Board Review — High Yield

  • Carpal tunnel syndrome, Nocturnal paresthesias in the radial 3½ digits; thenar atrophy is a late sign. Phalen and Tinel tests are classic provocative maneuvers.
  • Thenar motor branch classification, Extraligamentous (78.3%), subligamentous (20%), transligamentous (1.7%). The transligamentous type is at highest risk of iatrogenic injury during carpal tunnel release.
  • Bifid median nerve, Present in 19% of wrists; often associated with a persistent median artery (11%). May require modified surgical approach.
  • Martin-Gruber anastomosis, Communication between median and ulnar nerves in the forearm, present in 32% of cadavers. Can cause confusing findings on nerve conduction studies.
  • Lacertus syndrome, Preferred term for proximal median nerve entrapment at the lacertus fibrosus (replaces 'pronator teres syndrome'). Release gives immediate relief in 99.6% of patients.
  • Anterior interosseous nerve syndrome, Pure motor deficit: inability to flex the IP joint of the thumb and DIP joint of the index finger. No sensory loss. Often resolves spontaneously.
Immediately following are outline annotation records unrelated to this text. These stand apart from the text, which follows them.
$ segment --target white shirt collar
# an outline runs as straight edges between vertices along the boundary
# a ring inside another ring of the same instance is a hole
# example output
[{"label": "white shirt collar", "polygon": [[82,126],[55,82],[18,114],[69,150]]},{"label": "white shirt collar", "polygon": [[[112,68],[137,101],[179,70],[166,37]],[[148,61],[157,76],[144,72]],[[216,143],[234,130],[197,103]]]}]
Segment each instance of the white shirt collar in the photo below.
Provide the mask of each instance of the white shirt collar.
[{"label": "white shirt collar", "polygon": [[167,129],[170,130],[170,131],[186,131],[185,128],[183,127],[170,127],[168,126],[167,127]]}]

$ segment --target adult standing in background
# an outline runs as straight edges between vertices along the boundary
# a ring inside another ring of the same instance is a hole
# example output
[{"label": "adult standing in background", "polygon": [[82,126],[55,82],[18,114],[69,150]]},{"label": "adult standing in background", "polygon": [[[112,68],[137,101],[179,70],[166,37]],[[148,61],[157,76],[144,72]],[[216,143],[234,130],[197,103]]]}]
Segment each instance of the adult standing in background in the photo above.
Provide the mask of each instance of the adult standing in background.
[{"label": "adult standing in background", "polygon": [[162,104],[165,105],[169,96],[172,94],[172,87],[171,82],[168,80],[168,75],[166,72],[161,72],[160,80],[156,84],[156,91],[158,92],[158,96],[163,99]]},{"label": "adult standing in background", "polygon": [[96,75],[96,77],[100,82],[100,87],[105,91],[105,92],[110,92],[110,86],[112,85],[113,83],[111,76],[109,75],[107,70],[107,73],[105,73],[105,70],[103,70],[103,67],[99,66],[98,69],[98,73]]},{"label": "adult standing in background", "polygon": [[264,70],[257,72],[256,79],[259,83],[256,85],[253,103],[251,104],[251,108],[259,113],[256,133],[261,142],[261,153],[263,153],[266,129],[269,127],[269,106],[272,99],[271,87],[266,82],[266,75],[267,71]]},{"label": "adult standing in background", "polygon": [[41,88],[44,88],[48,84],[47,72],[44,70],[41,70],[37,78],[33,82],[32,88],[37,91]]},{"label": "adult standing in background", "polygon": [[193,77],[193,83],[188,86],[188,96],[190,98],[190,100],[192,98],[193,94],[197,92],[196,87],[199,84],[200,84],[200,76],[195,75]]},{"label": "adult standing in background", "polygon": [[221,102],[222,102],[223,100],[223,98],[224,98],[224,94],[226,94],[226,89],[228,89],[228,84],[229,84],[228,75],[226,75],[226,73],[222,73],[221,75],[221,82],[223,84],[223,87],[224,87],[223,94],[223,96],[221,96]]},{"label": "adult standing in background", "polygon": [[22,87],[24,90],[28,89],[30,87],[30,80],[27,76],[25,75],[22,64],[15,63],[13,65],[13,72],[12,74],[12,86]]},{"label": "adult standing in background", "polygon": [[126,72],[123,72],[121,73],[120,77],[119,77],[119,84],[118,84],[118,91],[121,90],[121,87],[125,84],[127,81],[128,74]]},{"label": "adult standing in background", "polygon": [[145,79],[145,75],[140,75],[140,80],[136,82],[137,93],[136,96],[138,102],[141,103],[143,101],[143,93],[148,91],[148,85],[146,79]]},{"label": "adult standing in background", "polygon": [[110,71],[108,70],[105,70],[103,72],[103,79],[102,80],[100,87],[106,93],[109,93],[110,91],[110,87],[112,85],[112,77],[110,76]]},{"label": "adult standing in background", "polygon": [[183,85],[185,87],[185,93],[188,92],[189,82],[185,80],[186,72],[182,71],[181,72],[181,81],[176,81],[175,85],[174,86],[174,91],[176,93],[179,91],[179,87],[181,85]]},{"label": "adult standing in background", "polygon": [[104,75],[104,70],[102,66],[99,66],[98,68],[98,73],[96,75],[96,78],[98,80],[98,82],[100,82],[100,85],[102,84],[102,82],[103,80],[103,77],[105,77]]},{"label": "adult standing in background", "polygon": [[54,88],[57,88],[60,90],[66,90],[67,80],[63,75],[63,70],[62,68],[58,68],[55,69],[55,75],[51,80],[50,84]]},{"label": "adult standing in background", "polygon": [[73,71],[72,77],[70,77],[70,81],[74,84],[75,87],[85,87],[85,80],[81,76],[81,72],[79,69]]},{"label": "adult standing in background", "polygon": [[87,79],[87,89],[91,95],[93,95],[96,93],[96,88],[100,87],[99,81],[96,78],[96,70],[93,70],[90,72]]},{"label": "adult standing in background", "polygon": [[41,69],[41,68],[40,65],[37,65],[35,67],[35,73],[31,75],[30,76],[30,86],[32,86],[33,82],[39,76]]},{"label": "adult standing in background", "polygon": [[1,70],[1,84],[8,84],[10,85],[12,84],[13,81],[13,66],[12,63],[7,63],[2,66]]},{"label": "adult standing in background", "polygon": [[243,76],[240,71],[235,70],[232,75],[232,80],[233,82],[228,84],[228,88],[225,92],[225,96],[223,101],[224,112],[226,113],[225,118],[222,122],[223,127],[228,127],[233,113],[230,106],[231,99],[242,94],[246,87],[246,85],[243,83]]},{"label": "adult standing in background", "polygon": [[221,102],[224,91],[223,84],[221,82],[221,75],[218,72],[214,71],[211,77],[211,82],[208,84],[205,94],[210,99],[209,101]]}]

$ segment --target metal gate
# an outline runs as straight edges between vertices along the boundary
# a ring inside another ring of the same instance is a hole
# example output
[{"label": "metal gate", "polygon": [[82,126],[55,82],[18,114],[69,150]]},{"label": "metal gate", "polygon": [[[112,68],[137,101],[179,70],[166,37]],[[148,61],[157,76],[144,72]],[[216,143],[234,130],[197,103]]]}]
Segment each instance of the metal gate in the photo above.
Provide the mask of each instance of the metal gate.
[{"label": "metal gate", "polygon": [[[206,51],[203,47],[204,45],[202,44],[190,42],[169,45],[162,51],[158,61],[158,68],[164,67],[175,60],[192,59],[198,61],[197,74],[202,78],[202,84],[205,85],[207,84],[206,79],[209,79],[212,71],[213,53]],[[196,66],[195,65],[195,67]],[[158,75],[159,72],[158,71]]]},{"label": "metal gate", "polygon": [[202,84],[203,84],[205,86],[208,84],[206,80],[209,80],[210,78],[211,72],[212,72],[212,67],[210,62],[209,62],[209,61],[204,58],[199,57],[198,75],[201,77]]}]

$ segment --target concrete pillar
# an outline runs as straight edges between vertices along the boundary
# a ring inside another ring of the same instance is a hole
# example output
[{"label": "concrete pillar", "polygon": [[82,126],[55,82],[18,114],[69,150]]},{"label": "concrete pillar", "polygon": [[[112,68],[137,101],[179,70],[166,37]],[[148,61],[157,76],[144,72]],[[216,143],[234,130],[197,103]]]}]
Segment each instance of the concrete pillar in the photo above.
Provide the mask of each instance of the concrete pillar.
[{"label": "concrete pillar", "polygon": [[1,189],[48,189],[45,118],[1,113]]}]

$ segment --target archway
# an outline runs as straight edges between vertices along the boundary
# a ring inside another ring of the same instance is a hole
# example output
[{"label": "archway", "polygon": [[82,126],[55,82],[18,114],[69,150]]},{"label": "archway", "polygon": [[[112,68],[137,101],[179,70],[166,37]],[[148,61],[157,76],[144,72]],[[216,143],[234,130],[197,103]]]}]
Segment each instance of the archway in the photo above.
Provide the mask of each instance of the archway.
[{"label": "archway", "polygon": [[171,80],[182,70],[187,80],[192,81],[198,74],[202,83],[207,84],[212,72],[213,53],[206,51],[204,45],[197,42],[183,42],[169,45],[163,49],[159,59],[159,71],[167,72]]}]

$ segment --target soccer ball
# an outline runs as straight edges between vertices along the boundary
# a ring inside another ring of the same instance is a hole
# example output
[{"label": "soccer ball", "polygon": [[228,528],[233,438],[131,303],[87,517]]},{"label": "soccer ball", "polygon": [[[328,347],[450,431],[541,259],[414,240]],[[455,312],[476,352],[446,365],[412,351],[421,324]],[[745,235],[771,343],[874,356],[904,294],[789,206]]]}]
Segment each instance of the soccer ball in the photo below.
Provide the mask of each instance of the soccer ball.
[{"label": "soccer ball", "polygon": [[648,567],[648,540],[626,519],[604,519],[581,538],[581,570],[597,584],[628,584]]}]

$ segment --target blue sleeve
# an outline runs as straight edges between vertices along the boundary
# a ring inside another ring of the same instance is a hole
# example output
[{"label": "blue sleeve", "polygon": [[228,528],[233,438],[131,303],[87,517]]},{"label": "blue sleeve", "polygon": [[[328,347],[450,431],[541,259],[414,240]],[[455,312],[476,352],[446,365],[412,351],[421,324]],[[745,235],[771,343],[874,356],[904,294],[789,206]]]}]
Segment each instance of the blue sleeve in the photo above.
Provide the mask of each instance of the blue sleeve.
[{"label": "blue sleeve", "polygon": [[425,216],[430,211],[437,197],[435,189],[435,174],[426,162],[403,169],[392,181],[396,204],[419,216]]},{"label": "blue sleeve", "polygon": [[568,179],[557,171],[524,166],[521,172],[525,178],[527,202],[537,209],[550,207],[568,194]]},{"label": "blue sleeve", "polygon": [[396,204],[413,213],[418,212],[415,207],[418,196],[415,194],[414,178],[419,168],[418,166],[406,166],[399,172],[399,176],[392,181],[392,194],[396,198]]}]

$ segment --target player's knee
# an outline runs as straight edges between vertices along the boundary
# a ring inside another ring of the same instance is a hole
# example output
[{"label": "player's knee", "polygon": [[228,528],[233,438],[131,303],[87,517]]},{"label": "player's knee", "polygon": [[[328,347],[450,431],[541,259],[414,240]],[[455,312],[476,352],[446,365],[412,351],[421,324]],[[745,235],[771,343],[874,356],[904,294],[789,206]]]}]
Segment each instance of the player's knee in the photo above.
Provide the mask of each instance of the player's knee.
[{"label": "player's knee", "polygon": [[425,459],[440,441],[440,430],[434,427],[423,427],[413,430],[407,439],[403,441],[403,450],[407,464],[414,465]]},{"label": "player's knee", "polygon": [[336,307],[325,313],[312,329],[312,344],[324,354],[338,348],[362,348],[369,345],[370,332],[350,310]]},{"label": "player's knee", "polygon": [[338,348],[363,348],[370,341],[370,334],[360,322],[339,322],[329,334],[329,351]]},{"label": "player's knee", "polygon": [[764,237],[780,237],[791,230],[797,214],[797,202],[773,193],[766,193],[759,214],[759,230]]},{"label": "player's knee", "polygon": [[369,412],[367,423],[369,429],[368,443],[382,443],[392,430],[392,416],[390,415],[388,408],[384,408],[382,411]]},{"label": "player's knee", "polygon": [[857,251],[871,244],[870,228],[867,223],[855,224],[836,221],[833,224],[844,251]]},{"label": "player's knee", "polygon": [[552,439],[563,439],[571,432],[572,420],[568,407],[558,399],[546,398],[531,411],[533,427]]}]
  • Palmar cutaneous branch of the median nerve, Arises proximal to the flexor retinaculum; supplies the thenar eminence. Spared in carpal tunnel syndrome. At risk during volar plating of distal radius fractures (mean distance 0.34 cm from FCR tendon).
  • Persistent median artery, Remnant of embryonic axial artery; present in 11% of wrists. Can contribute to carpal tunnel syndrome and anterior interosseous nerve syndrome.
  • Riche-Cannieu anastomosis, Connection between recurrent motor branch of median and deep branch of ulnar nerve in the palm. Can result in thenar muscles being innervated by the ulnar nerve.
  • Ultrasound reference values, At pronator teres level: CSA 4.9-12.9 mm²; at carpal tunnel: CSA > 9-10 mm² suggests compression.